Japan’s third-largest automaker has no plans now to ask the Federal Aviation Administration to certify the HondaJet for sale to the public, spokesman Yuzuru Matsuno said. The Tokyo company called Thursday’s flight in Oshkosh the first major showing of the plane to aviation enthusiasts and the news media.

Honda began tests of the plane, which carries as many as six people, in December 2003. The Aircraft Owners and Pilots Association’s AOPA Pilot magazine in its August issue calls the HondaJet “a refined prototype that could easily slip into certification and manufacturing.”

Flying the jet for the public “is pretty significant, but it’s hard to tell whether it means the company is serious about getting into the aviation business or just good marketing,” said Richard Aboulafia, an aerospace consultant at Teal Group, who previously advised Honda on the civil aviation market.

“They have Honda Racing and compete in F-1,” he said. “Honda Aviation would enhance the brand image even more.”

“Aviation has long been a dream for Honda, and the HondaJet is the embodiment of that dream,” Michimasa Fujino, the company’s lead aircraft engineer in the U.S., said yesterday. The jet is being demonstrated at the EAA AirVenture air show, a weeklong event that attracts 700,000 people, Matsuno said.

The HondaJet cruises 10 percent faster, has a cabin that is 30 percent larger, and has a range that is about 40 percent greater on 14 percent less thrust than Textron’s Cessna CJI+, according to AOPA Pilot. The magazine interviewed Fujino.

The plane can cruise at 420 knots at 30,000 feet, and can fly as high as 41,000 feet, according to AOPA Pilot. It has aluminum wings, a fuselage made of composite plastics, and two Honda HF118 turbofan jet engines, mounted above its wings.

Honda formed a joint venture in October with General Electric, called GE Honda Aero Engines, to market the engines used on the HondaJet. The venture, GE Honda Aero Engines, is based in Cincinnati.

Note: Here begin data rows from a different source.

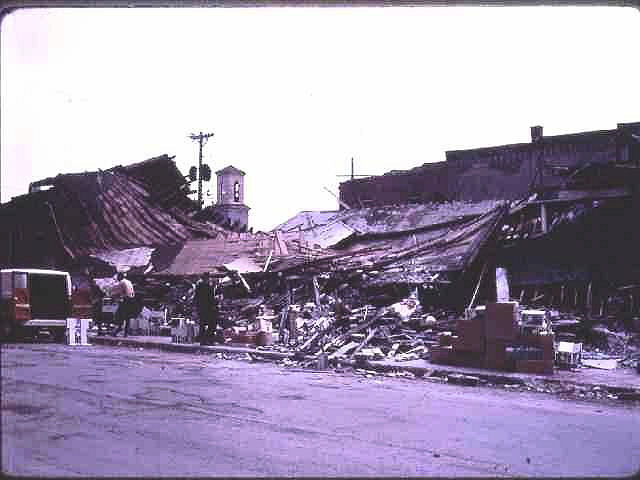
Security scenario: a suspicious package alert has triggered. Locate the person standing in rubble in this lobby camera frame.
[194,272,219,344]
[111,272,135,337]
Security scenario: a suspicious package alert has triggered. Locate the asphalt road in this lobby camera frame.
[1,344,640,477]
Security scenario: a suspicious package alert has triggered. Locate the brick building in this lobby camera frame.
[340,122,640,207]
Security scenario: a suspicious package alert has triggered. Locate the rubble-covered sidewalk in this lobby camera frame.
[91,336,640,403]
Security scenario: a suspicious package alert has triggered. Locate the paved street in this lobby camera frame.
[2,344,640,477]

The U.S. market for jets that carry four to eight passengers may rise to 200 by 2010 and to 400 by 2015, the companies said when they announced the venture.

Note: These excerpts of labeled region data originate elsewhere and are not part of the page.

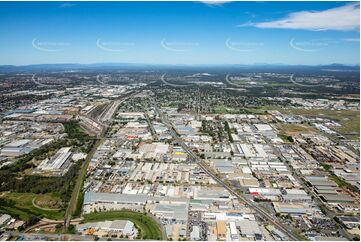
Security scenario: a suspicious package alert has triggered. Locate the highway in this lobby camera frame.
[152,101,299,240]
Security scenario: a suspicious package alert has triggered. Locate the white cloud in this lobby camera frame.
[59,3,76,8]
[343,38,360,42]
[245,3,360,31]
[201,0,232,5]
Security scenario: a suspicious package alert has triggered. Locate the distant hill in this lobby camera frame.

The engines for these jets sell for about $300,000 each. The so-called very light jet aircraft are being developed to carry travelers to airports not served by larger commercial planes.

For small jets, competitors such as Textron’s Cessna dominate the market, Aboulafia said. Because of that, Honda, if it decides to build the jet for sale, may have to invest in an owner/operator network, such as an air-taxi service, he said.